Quant au fond, le demandeur reproche au ministre de la Justice de ne pas avoir pris position par rapport à l’objet réel de sa demande, lequel aurait tendu à se voir reconnaître un titre de séjour à caractère humanitaire. Dans ce contexte, il soutient que le ministre aurait dû qualifier sa demande en ce sens, étant donné qu’à l’occasion de son audition, il n’aurait fait valoir aucun problème politique ou religieux, mais uniquement sa volonté de trouver du travail pour subvenir à ses besoins. Il estime que sa demande serait étrangère au cadre légal de la Convention de Genève et qu’il aurait appartenu à l’autorité administrative d’appliquer le droit applicable à sa demande et de se prononcer sur son bien-fondé indépendamment du cadre légal de la Convention de Genève, non applicable en l’espèce. Il en conclut que le refus implicite de lui accorder un titre de séjour à caractère humanitaire serait à annuler pour défaut de motivation, dans la mesure où le ministre de la Justice aurait omis de répondre à la demande d’asile humanitaire introduite par lui.

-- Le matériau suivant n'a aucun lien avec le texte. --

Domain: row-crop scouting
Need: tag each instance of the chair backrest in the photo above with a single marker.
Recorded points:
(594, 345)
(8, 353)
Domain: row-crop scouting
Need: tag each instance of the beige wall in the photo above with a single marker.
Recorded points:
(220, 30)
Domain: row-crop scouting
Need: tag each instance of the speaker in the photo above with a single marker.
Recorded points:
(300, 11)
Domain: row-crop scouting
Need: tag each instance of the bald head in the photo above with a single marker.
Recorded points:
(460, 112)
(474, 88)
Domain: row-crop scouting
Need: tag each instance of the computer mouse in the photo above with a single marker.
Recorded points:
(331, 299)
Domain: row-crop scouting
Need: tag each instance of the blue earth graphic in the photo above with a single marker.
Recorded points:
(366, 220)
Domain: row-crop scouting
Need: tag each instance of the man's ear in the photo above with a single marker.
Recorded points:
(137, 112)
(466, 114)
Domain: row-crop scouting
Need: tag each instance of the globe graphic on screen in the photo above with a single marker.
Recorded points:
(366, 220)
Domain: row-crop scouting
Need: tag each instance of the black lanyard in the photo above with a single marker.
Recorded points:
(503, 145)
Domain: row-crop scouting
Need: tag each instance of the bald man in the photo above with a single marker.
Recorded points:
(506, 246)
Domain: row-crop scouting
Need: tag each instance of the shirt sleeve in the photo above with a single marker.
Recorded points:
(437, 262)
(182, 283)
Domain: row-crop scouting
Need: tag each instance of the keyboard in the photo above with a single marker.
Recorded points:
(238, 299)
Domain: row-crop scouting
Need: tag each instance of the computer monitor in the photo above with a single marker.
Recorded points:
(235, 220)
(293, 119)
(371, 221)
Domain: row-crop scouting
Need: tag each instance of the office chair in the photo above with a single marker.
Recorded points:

En ordre subsidiaire, il soutient que le ministre aurait fait une appréciation erronée des faits en concluant qu’il ne justifierait pas d’une crainte justifiée de persécution au sens de la Convention de Genève. Dans ce contexte, il estime que son appartenance à un groupe social, qui serait confronté à des difficultés financières extrêmes, mettrait sa vie en danger, d’autant plus que les autorités en place ne seraient pas capables de subvenir aux besoins les plus élémentaires de la population.

Le délégué du gouvernement estime que le ministre de la Justice a fait une saine appréciation de la situation du demandeur, de sorte qu’il serait à débouter de son recours.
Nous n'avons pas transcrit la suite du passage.